Verse 28

Here are two maxims in politics, which carry their own evidence with them:—1. That it is much for the honour of a king to have a populous kingdom; it is a sign that he rules well, since strangers are hereby invited to come and settle under his protection and his own subjects live comfortably; it is a sign that he and his kingdom are under the blessing of God, the effect of which is being fruitful and multiplying. It is his strength, and makes him considerable and formidable; happy is the king, the father of his country, who has his quiver full of arrows; he shall not be ashamed, but shall speak with his enemy in the gate, Ps. 127:4, 5. It is therefore the wisdom of princes, by a mild and gentle government, by encouraging trade and husbandry, and by making all easy under them, to promote the increase of their people.
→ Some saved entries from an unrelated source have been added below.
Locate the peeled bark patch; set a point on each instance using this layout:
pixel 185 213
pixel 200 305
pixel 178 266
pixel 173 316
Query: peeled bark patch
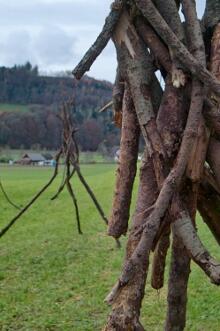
pixel 126 171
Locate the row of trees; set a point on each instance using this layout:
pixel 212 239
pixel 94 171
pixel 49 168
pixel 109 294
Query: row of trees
pixel 41 125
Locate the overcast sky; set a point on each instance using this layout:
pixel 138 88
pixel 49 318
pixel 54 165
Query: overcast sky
pixel 54 34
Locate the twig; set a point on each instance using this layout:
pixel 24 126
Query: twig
pixel 71 192
pixel 25 208
pixel 7 197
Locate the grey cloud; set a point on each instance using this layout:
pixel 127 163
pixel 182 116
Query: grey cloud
pixel 58 12
pixel 17 49
pixel 54 46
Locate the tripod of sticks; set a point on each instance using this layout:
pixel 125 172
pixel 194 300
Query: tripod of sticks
pixel 70 152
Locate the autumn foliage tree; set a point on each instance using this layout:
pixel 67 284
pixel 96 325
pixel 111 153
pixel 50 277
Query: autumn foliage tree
pixel 180 124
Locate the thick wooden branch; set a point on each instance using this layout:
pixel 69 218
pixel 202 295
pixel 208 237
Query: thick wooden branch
pixel 126 301
pixel 158 48
pixel 211 15
pixel 213 158
pixel 185 230
pixel 208 206
pixel 177 286
pixel 159 260
pixel 180 51
pixel 102 40
pixel 170 185
pixel 126 172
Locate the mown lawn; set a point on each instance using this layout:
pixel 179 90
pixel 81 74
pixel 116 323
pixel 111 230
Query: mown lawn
pixel 53 279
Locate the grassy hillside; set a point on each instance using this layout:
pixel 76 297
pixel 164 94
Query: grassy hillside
pixel 53 279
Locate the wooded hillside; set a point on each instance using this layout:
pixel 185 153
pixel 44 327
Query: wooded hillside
pixel 22 85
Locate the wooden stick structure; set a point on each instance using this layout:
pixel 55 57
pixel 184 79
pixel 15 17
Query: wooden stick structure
pixel 70 152
pixel 180 171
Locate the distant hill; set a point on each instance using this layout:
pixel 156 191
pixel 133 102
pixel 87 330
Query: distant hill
pixel 23 85
pixel 29 104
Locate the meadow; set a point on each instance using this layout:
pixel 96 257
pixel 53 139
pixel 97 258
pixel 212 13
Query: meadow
pixel 51 278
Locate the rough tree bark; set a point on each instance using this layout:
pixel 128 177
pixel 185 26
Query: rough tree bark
pixel 118 222
pixel 174 182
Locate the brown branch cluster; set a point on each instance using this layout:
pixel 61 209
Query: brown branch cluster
pixel 180 171
pixel 70 152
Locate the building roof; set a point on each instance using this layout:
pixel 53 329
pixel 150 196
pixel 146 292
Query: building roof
pixel 35 157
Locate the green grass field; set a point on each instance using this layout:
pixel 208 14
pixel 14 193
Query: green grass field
pixel 53 279
pixel 8 107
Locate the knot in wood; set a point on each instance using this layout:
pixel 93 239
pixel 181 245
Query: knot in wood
pixel 117 5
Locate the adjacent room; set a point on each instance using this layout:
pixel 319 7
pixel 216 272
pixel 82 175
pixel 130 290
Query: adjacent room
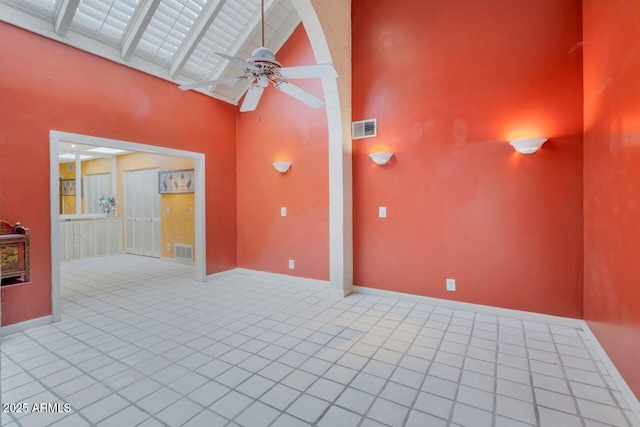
pixel 334 213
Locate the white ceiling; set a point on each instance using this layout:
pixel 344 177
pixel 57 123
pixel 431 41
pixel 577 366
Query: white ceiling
pixel 172 39
pixel 68 151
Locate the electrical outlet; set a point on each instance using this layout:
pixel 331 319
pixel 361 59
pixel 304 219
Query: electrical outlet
pixel 451 285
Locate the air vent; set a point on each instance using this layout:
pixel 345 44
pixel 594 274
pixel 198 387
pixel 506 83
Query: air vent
pixel 184 252
pixel 364 129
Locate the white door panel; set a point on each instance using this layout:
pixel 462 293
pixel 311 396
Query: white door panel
pixel 142 213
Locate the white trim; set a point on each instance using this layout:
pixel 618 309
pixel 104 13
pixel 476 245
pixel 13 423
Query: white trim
pixel 223 273
pixel 622 385
pixel 55 137
pixel 283 277
pixel 478 308
pixel 23 326
pixel 179 261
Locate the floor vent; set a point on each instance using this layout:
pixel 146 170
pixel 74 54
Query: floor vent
pixel 364 129
pixel 184 252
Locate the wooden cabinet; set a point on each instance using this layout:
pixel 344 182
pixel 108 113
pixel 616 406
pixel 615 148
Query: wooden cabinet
pixel 14 253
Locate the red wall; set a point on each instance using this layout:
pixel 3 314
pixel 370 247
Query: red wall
pixel 46 85
pixel 611 177
pixel 283 129
pixel 450 82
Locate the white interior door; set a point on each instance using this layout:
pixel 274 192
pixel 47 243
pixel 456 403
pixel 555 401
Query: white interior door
pixel 142 213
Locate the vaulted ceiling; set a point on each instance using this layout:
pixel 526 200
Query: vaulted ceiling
pixel 175 40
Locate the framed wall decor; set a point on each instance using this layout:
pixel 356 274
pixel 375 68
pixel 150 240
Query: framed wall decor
pixel 68 187
pixel 176 181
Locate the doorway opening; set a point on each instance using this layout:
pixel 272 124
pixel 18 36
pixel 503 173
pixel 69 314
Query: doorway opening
pixel 142 207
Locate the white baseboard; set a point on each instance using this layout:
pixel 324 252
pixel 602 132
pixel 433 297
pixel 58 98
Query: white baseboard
pixel 622 385
pixel 222 273
pixel 181 261
pixel 485 309
pixel 27 324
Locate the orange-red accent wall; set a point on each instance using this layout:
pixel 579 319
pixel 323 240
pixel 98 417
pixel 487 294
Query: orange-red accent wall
pixel 283 129
pixel 450 83
pixel 46 85
pixel 611 180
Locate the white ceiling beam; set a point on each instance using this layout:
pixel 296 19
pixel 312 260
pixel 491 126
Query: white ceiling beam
pixel 137 26
pixel 274 43
pixel 64 16
pixel 43 27
pixel 190 43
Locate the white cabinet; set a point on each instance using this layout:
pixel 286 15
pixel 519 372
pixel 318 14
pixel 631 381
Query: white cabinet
pixel 90 238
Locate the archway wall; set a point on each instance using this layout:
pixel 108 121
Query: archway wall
pixel 328 25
And let all that wish well to the kingdom of Christ, and to his honour, do what they can in their places that many may be added to his church. 2. That when the people are lessened the prince is weakened: In the want of people is the leanness of the prince (so some read it); trade lies dead, the ground lies untilled, the army wants to be recruited, the navy to be manned, and all because there are not hands sufficient. See how much the honour and safety of kings depend upon their people, which is a reason why they should rule by love, and not with rigour. Princes are corrected by those judgments which abate the number of the people, as we find, 2 Sam. 24:13.